Posted on December 10, 2013 by David
This morning, while lying in bed, I was thinking of writing a blog on Idolatry and Blasphemy. I then was later reading some of the blogs on the Concord Area Humanists site and discovered to my surprise a blog post on blasphemy by Ellery. This was a copy of an address he gave on Blasphemy Day, September 30, in 2012 at the Massachusetts Beirut Memorial. If I weren’t a Humanist, I would have sworn that this was a sign from the realms of the supernatural to “Go forth and declare”. (smile)
How do we define “idolatry”? Webster defines it as “the worship of a physical object as a god”, and also “immoderate attachment or devotion to something”. In the Ten Commandments, idolatry is treated as the making and creating of a “graven image” (carved, sculpted, engraved, etc.) This emphasizes that it is a thing made by man and given god-like characteristics. (And man made god in his own image?) Many Protestants accuse the Catholics of “worshipping” the statues of Mary and thus committing idolatry. And Catholics, in the “Catechism of the Catholic Church”, say that idolatry is “Idolatry not only refers to false pagan worship. Man commits idolatry whenever he honours and reveres a creature in place of God, whether this be gods, or demons (for example satanism), power, pleasure, race, ancestors, the state, money etc.” It is ironic that the Commandment against worshipping graven images was supposedly engraved in a stone tablet and carried by Moses down the mountain to the people of Israel as they were worshipping the golden calf idol that had just been made. Just as it is ironic that the 10 Commandments which many religious people want put up in courts and schools contain the Commandment not to worship any graven image such as the 10 Commandments.
I propose that the holy scriptures of any religion is really idolatry. Whether it be the Bible for Christians, the Koran for Muslims, or the Old Testament or Pentateuch for the Jews, these are the idols of the religious. While Christians say that they believe in a god, and worship a god, it is really the Bible they worship. If you take away the Bible, there is no god for them to believe in and worship. Without the Koran or the Old Testament, there is no god to worship. It is the “Word” or revelation of a god that is the basis of their faith and belief and that is what describes how they are to worship. The same may be said of the teaching of Mary Baker Eddy and other religious cults who revere a book as holy writ.

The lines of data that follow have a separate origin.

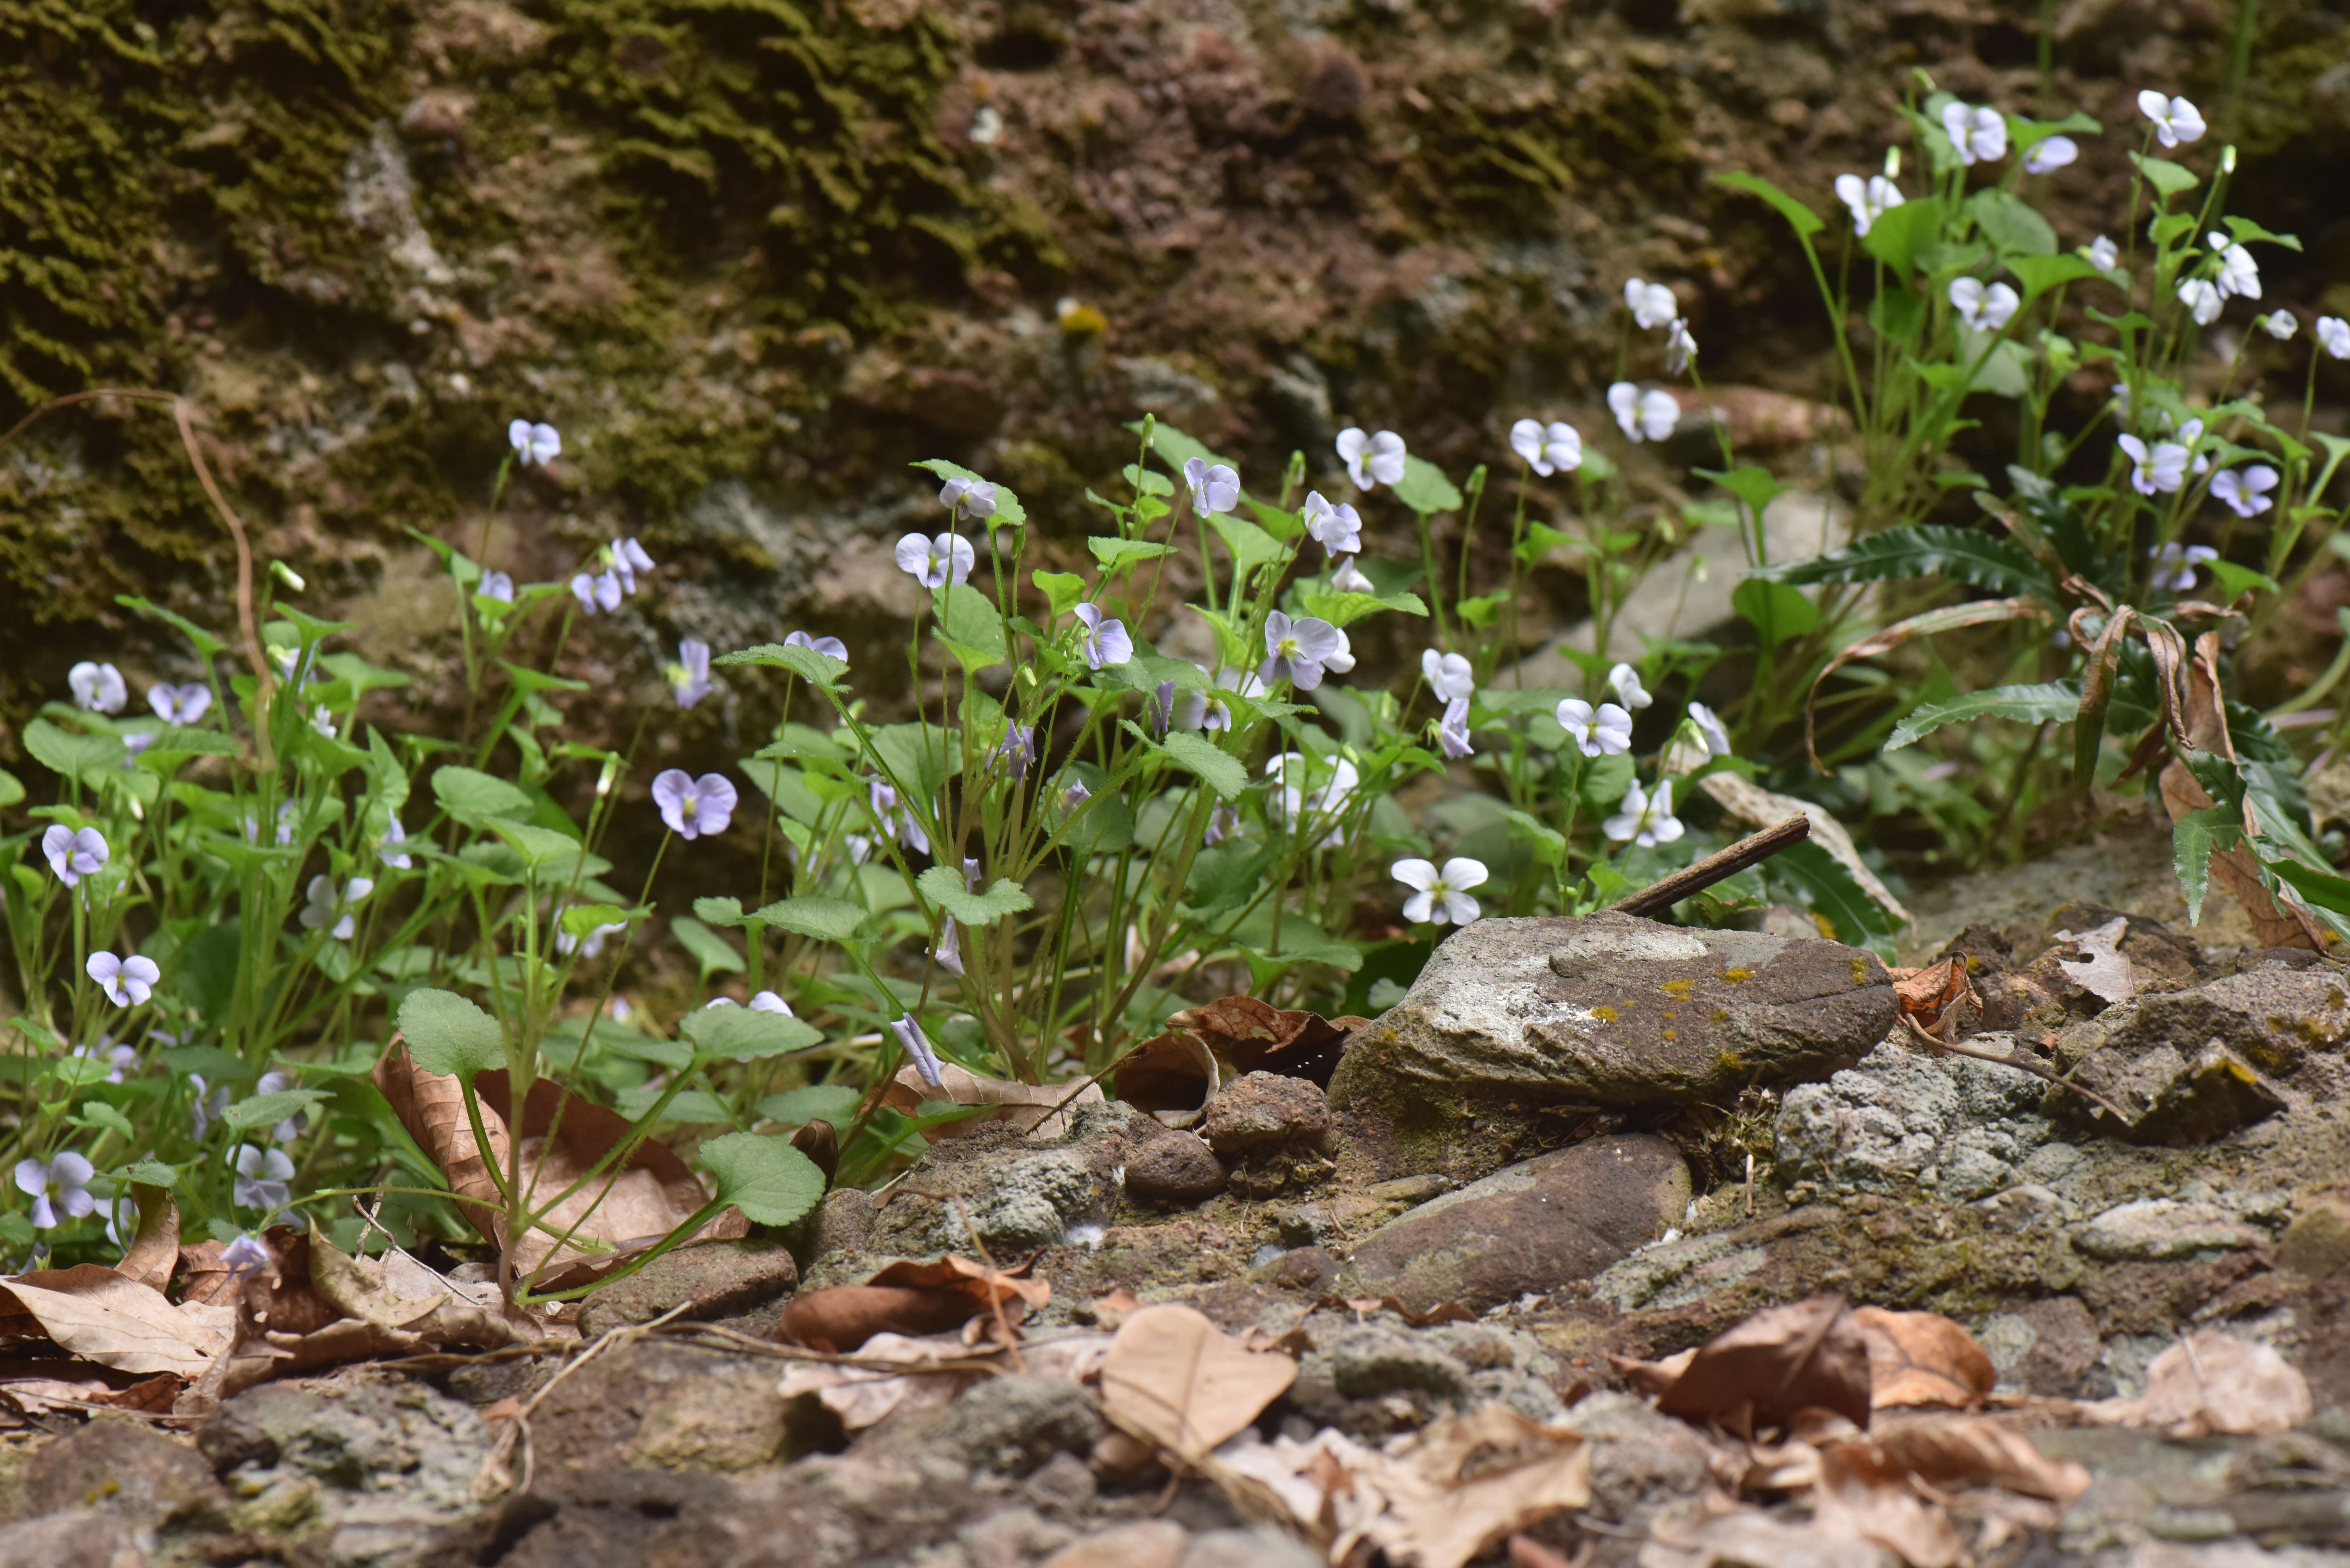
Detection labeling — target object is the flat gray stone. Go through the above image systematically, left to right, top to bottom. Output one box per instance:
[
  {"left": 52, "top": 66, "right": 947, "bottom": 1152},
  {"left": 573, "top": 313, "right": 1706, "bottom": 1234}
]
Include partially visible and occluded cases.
[
  {"left": 1334, "top": 913, "right": 1896, "bottom": 1108},
  {"left": 1124, "top": 1133, "right": 1227, "bottom": 1206},
  {"left": 1347, "top": 1133, "right": 1690, "bottom": 1310},
  {"left": 2074, "top": 1199, "right": 2267, "bottom": 1262}
]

And yet that these “revelations” are man-made is evidenced by any type of critical analysis. And of course this also applies to all the “holy books” of Eastern religions as well. One doesn’t have to disprove the existence of a god, all one has to do is disprove these holy books as possessing god-like characteristics from some supernatural world.
When a religious group claims that a certain action is blasphemous, we see that the object of this blasphemy is really an object of their idolatry. If one idolizes the Bible, then they will see blasphemy when someone speaks against the Bible, or the god as represented in the Bible. The same with the Koran and Muhammad. Muslims do not like the appellation of Muhammadism as that indicates they worship Muhammad, which they deny. Yet the fact that they call certain acts blasphemous against the prophet Muhammad, shows that they deify this personage. The fact that Christians will call certain acts “blasphemous” when done regarding Christ or the Bible or the teachings in the Bible also show that these are the objects of their worship and deification.
And so blasphemy and idolatry go hand in hand. One cannot have blasphemy without a man/woman or a man-made object being first deified and worshipped as an idol.
As Humanists, we believe that nothing, no man-made object or even another man/woman, is higher than our own human nature. Nothing is considered divine as all is considered secular. So as a Humanist, I have no definition of blasphemy that is meaningful to me. And as a Humanist, any man or man-made object which is placed as being higher than one’s human nature in order to command or proscribe my beliefs and actions is idolatry. And I, for one, am not an idolater.